Canada's Dollar climbed against most other major counterparts in early European trade on Tuesday to cement its grip on the top spot in the G20 currency rankings for the month of May with barely more than a day to go before the period closes with the release of GDP data for March.
Gains for the Loonie appeared to be in the process of pushing GBP/CAD decisively below its 50-day moving average at 1.6813 on the charts, and toward the 1.6736 area, which would mark just more than a one-third retracement of its early February rally from near 1.61.
"GBPCAD peaked at 1.7146 at the start of May and has steadily drifted lower since," says Shaun Osborne, chief FX strategist at Scotiabank.
"The 200-week MA at 1.6796 has held on a weekly close basis so far. If the GBP can regain 1.6850 in the next week or so, gains can resume. Otherwise, a retest of monthly trend resistance-turned-support at 1.6700 is likely to develop," he adds in a recent review of the Canadian Dollar charts.
Above: Pound to Canadian Dollar rate shown at daily intervals with Fibonacci retracements of February rally indicating possible areas of technical support for Sterling while selected moving averages denote possible support and resistance. Click image for closer inspection.
GBP/CAD topped out earlier in May when a U.S. Dollar rebound placed Sterling under pressure and financial markets began to assume the Bank of Canada (BoC) would resume raising its cash rate later this year, though the merits of the latter assumption could be tested this Wednesday.
"Markets are currently pricing about 34bps of hikes by the October meeting, but we think that if the BoC were to resume hiking, the odds that the Bank hikes more than once, or by more than 25bps are high," says Isabella Rosenberg, a G10 FX strategist at Goldman Sachs.
"Nevertheless, we do not currently expect the BoC to hike at the upcoming June meeting, given that the bank has stressed the need for an “accumulation” of evidence, and one print does not seem quite like evidence enough," Rosenberg and colleagues write in a Friday research briefing.
Canadian inflation took markets by surprise in the middle of May when figures for April suggested price pressures likely accelerated again last month but the increase was small and followed closely behind earlier announced indications that Canada's labour market could now be softening.
Source: Goldman Sachs Marquee.

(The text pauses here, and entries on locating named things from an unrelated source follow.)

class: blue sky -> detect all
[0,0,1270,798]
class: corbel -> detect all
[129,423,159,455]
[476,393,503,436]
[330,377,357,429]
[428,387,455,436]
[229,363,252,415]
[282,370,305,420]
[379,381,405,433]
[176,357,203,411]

Click for more detail inspection.
While the Bank of Canada has said it would raise rates further in response to signs of more persistent inflation, data released earlier in May suggested BoC policy is already having the desired effect on local employment with possible downward implications for wage growth and inflation further down the line.
This potentially leaves a lot to be determined by Wednesday's release of March GDP data in Canada and what it says about the performance of the economy in relation to BoC forecasts, the release of which is the highlight for GBP/CAD in what is set to be a quiet period for UK economic data.
"March GDP on Wednesday will be the last major piece of data we will get ahead of the Bank meeting on June 07," writes Sarah Ying, a quantitative strategist at CIBC Capital Markets, in a Monday market commentary.
"CIBC Economics is forecasting a decline of 0.1%m/m in line with market consensus, bringing the quarterly figure to 2.6% on an annualized basis, three ticks above Bank forecasts found in the April MPR. While Q1 activity data has been quite robust, there are signs it is decelerating into Q2," she adds.
The risk on Wednesday, however, is of a deeper-than-expected economic contraction leading financial markets to begin wavering on expectations for further increases in the BoC cash rate later this year, which would likely help GBP/CAD back onto its feet.
Above: Pound to Canadian Dollar rate shown at weekly intervals with Fibonacci retracements of November rally indicating possible areas of technical support for Sterling while selected moving averages denote possible support and resistance. Click image for closer inspection.